After loading the data, the data model should look as shown below.
Select the control on the report layout, add Country to source, Year to destination and Remittance Outflow to values section. This should bring up the chord diagram as shown below. The matrix we are dealing with is large and as you can see the diagram becomes extremely complex and almost illegible. At this point we can derive that the larger blocks represent the total outward remittance from the entire world in a fiscal year. Also all the top 25 countries listed have outward remittance.
As every country has outward remittance in each fiscal year, the volume of relationships is at its maximum. So, to make the diagram legible let’s focus on the remittance in the latest 3 years. For the same navigate to the visual filters and filter the year as shown below. This will remove the rest of the years from the diagram, reducing the volume of relationships shown on the diagram. The three biggest blocks or arcs represent the total of the fiscal year. Each of the other arcs represent the total of each country. And the connection arcs show the volume of remittance by each country in each year.
Each legend has an axis associated with it. If you carefully study the yellow, red and black blocks, you can read 0M and 0.3M at different ends for example in the yellow block. This shows the total range of remittance.
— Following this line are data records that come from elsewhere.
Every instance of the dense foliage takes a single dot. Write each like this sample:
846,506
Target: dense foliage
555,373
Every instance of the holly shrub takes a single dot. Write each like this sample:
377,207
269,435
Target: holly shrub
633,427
If you hover your mouse, you will also be able to see the value as shown below.
Let’s reduce the volume of relationships further by limiting the top 10 countries in the dataset. From the visual filters, and apply the filter on country fields as Top 10. This would change the diagram as shown below. It’s easier to make out that United States, Saudi Arabia, Russia and Switzerland have the maximum outward remittance in the world.
Click on the United States block and it will highlight the connecting arcs. You can compare that the outward remittances are almost similar in all the three fiscal years. Also, its higher as compared to the rest of the world. This is also a common pattern for most of the other countries too.
But this may not be true for all the countries. If you select China as shown below, you would find that the outward remittance from China in 2014 was very low compared to rest of years and compared to the rest of the world. This means outward remittances grew in the past 2 years, which could mean change in geo-politics or government policies. This could be an observation of interest for analysts. The breadth of the connection arcs and legend arcs is proportional to the relative values in the dataset, making it convenient to compare any value in the entire dataset just with a glance.
With such a large variety of colors overlaying over one another through connecting arcs, it can be confusing at times. Let’s say we intend to show only the top 3 countries in one color and rest all in one common color, to emphasize on the top 3 countries versus rest of the world. To customize the colors, navigate to the format options tab and set the Show All options to On in the data colors section. It will show all the colors used for each legend and provide the option to customize the same.
In this way, we can use a Chord diagram to study the inter-relationships and proportions in a matrix format dataset with Power BI Desktop.
- Try to use the World Inward Remittance dataset to perform the same exercise and derive new insights.